14.05.2025
Tarımda kendi kendine yetebilen ender ülkelerden biri olan Türkiye, ne yazık ki son yıllarda uygulanan yanlış politikalar, çiftçimizin yalnız bırakılması ve köy kültürünün sistemli şekilde yok edilmeye çalışılmasıyla büyük bir gerileme yaşamıştır. Süregelen siyasi planlamalar, bizi bugün savaşta olan Ukrayna’dan ve yıllardır iç savaşla boğuşan Suriye’den dahi tarım ürünü almaya muhtaç hale getirmiştir.
Yıllardır artan tarımsal ithalat, yükselen girdi maliyetleri ve yetersiz destekler nedeniyle çiftçimiz toprağını işleyemez duruma gelmiştir. Bir zamanlar bu topraklarda kurulan ziraat okulları, Yüksek Ziraat Enstitüsü, güçlendirilen Ziraat Bankası ve kaldırılan Aşar Vergisi ile tarım, Cumhuriyetimizin temel kalkınma aracı olmuştu.

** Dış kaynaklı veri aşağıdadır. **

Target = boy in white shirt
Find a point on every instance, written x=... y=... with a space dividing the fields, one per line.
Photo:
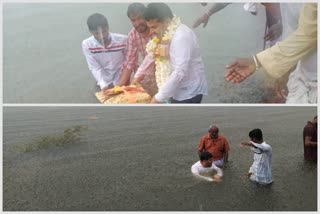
x=105 y=52
x=205 y=167
x=260 y=171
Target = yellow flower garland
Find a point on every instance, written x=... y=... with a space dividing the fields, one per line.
x=162 y=62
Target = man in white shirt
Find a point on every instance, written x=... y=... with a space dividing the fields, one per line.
x=186 y=82
x=205 y=167
x=260 y=171
x=105 y=52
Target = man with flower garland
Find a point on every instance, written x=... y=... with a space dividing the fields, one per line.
x=138 y=38
x=179 y=71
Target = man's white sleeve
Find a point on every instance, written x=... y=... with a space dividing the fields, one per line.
x=219 y=171
x=94 y=66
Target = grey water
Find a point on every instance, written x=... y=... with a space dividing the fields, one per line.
x=43 y=60
x=139 y=159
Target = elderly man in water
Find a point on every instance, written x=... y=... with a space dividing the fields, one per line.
x=215 y=144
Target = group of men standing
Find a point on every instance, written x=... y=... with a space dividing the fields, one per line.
x=114 y=58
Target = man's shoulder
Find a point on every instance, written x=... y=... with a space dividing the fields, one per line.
x=205 y=137
x=222 y=137
x=88 y=41
x=183 y=32
x=117 y=37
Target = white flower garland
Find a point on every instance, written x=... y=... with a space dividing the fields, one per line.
x=163 y=65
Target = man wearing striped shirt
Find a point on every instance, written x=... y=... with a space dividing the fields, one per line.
x=260 y=171
x=138 y=38
x=105 y=52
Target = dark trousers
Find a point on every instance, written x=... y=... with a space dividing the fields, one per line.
x=195 y=99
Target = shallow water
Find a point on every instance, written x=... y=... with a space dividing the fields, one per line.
x=43 y=60
x=139 y=159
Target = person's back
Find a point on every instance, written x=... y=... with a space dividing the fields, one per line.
x=205 y=167
x=105 y=52
x=260 y=170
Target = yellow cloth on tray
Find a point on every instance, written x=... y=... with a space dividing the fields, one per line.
x=124 y=95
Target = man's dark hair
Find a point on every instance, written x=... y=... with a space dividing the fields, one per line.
x=136 y=9
x=97 y=20
x=159 y=11
x=205 y=156
x=256 y=133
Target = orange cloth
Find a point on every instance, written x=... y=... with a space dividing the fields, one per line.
x=217 y=147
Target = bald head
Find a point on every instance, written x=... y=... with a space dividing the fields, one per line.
x=213 y=131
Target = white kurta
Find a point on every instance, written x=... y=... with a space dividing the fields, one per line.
x=186 y=76
x=105 y=63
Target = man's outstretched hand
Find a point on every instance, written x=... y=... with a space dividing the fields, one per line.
x=240 y=70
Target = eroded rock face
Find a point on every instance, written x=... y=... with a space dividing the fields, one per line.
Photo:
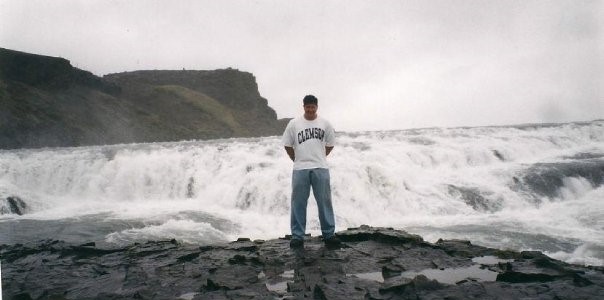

Tarım araç ve gereç desteği sağlayan, “Köylü milletin efendisidir” diyerek üreticiyi yücelten, yükselişini üretime verdiği değerle temellendiren Gazi Mustafa Kemal Atatürk’ün kurduğu Cumhuriyet, bugün Adapazarı’nda yerel yönetimlerden bırakın kapsamlı destekleri, bir litre mazot, bir fide, bir avuç tohum dahi alamaz hale gelmiştir.
Oysa şehrin ve ülkenin ekonomik kalkınması için toprağın, toprağı işleyene yani çiftçiye emanet edilmesi ve desteklenmesi gerekmektedir. Üreten çiftçinin yanında olunmadıkça, gıda krizleri derinleşecek, kırsal yok olacak ve ülke dışa bağımlı hale gelmeye devam edecektir.
Bu acı gerçekler karşısında hem kendimizi hem de bizleri yönetenleri bir kez daha sorgulamamız gerektiğini hatırlatıyor; alın teriyle toprağı yoğuran, emeğiyle ülkeye hayat veren tüm çiftçilerimizin 14 Mayıs Dünya Çiftçiler Günü’nü kutluyorum.